Latin As A Second Language

“Do you understand Latin?” Mr. Horace, the vice-principal, asked.
Standing my ground, I admitted to terra firma. After all, I was in the midst of a second trimester of 7th grade Latin. At twelve years of age I was quite small then.

The spilled marbles incident had tripped me up. I must remember to patch the hole in my pocket. Needle and thread.

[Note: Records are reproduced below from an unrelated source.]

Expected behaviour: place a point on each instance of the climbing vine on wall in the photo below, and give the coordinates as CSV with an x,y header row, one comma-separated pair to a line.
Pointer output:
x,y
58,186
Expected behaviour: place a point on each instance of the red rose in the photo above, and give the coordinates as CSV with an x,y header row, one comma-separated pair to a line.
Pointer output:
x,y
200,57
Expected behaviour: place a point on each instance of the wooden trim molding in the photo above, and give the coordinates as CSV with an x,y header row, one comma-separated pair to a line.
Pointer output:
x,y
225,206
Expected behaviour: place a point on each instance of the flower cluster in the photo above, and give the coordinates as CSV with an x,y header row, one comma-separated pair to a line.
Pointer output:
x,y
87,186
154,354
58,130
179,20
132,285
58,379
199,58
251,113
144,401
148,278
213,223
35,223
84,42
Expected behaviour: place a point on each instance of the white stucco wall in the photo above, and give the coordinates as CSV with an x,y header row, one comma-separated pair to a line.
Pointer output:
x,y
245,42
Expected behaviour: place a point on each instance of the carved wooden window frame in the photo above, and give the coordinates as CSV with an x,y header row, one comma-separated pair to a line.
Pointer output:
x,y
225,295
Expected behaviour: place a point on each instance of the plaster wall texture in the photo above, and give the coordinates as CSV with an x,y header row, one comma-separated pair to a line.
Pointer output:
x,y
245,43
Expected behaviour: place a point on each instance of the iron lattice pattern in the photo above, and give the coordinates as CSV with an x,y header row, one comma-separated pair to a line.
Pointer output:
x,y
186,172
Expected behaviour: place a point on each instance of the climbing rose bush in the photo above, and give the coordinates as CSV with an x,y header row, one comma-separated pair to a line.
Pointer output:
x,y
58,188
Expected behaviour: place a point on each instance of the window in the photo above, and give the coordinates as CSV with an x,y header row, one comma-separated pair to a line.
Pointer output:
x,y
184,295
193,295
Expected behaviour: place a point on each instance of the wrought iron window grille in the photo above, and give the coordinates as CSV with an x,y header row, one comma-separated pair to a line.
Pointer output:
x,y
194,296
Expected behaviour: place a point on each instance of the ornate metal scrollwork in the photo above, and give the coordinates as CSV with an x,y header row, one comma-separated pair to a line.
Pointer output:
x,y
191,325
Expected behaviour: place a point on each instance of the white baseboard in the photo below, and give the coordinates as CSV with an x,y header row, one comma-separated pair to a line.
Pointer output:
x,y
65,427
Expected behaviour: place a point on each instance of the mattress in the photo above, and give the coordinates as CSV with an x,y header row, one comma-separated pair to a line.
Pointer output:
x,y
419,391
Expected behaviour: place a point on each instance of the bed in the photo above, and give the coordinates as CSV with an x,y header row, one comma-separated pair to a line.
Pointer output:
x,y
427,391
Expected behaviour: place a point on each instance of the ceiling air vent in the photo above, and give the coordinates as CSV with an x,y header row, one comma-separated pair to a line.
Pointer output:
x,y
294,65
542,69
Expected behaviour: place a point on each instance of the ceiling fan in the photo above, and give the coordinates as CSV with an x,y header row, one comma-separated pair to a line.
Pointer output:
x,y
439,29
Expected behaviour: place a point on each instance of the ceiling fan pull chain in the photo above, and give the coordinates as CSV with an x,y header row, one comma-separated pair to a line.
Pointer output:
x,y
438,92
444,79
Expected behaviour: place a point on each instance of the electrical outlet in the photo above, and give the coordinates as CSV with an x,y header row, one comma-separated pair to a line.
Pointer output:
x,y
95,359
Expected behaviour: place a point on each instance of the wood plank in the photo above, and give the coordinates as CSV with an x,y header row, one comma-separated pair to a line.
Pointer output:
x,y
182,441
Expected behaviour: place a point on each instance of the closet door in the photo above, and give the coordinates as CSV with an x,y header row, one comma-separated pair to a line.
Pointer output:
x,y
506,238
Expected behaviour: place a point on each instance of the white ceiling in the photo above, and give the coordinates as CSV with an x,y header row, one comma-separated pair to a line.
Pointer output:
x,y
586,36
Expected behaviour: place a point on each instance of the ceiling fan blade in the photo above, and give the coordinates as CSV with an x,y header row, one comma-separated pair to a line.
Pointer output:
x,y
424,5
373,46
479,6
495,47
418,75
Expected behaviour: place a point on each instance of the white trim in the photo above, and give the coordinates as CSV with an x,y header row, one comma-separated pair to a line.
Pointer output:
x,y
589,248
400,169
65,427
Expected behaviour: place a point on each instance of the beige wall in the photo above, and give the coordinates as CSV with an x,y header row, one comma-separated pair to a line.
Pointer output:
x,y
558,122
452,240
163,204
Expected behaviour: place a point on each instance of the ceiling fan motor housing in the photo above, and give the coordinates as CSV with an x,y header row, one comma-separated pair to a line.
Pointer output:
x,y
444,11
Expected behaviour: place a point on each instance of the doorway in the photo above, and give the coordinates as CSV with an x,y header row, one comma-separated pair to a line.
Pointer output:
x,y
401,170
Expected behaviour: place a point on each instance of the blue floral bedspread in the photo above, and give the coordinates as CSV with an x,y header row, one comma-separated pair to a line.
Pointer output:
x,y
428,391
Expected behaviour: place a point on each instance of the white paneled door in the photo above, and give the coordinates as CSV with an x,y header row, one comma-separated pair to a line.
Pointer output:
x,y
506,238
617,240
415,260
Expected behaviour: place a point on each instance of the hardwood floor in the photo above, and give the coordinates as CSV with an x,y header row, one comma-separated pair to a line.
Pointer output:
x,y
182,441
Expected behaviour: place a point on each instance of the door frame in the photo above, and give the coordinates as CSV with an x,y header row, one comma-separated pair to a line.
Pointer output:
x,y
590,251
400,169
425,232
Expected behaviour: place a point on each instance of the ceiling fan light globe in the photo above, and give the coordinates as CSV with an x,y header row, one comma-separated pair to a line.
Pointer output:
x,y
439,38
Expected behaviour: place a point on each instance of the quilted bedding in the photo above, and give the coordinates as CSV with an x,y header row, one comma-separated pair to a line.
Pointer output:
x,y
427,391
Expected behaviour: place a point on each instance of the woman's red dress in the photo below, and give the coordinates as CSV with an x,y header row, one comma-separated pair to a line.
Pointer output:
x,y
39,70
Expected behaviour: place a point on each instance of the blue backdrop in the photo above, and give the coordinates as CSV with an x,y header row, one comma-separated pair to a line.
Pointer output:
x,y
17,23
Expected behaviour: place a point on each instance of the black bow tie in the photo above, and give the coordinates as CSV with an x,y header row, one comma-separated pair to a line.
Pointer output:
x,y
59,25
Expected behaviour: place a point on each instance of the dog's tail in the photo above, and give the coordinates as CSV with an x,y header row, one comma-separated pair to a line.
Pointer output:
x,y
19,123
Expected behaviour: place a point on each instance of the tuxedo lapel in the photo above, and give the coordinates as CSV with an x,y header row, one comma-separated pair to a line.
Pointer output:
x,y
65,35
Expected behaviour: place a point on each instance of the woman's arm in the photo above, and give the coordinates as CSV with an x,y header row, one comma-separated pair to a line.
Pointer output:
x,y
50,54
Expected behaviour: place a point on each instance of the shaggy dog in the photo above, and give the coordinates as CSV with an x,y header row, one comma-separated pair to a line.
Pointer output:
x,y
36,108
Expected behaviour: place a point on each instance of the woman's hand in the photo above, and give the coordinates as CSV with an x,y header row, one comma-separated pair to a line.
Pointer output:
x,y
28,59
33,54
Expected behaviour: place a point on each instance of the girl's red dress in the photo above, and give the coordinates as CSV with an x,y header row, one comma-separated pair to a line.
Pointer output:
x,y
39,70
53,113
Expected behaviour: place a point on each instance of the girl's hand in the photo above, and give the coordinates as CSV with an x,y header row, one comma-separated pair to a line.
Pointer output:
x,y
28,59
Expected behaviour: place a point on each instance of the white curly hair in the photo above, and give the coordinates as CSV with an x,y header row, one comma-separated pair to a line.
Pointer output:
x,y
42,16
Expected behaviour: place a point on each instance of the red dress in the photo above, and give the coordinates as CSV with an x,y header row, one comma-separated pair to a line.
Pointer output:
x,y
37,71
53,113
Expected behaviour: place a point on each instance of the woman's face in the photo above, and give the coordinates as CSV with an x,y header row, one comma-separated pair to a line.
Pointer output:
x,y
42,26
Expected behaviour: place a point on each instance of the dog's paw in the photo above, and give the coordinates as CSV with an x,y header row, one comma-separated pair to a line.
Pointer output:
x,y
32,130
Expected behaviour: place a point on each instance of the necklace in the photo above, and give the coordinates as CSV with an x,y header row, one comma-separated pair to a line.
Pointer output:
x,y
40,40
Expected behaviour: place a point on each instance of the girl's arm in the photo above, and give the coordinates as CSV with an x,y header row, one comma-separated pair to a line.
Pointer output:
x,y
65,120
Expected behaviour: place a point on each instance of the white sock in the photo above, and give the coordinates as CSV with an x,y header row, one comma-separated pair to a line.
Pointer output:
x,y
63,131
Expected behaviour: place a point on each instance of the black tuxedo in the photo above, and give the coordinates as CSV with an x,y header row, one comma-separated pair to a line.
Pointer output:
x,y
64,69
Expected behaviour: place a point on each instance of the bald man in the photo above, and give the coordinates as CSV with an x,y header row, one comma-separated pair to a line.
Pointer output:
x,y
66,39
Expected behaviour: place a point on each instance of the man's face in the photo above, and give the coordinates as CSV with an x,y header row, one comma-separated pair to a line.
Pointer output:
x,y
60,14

“Do you know what innuendo means?” Horace asked. He’d closed the door to his office.
“Vaguely,” I replied. "Insinuating something naughty about a valued classmate?"
"Close enough,” he said, torching up a cigar.

When Ms. Strangle heard the marbles roll, every girl in the class had turned and stared at me.

How about ipso facto?” he asked.
“Never heard of it,” I said. “I may have been down with malaria that day.”

“The enemy of one’s enemy, ipso facto, is a friend,” Mr. Horace recited proudly.
Ms. Strangle accuses you. Ray Cole vouches for you.”

Ray, my only friend in the whole world, had pointed at Lucky Lucy Rabbitz, a known felon,
who sat two desks behind me. She’d done hard time somewhere in Tukwila.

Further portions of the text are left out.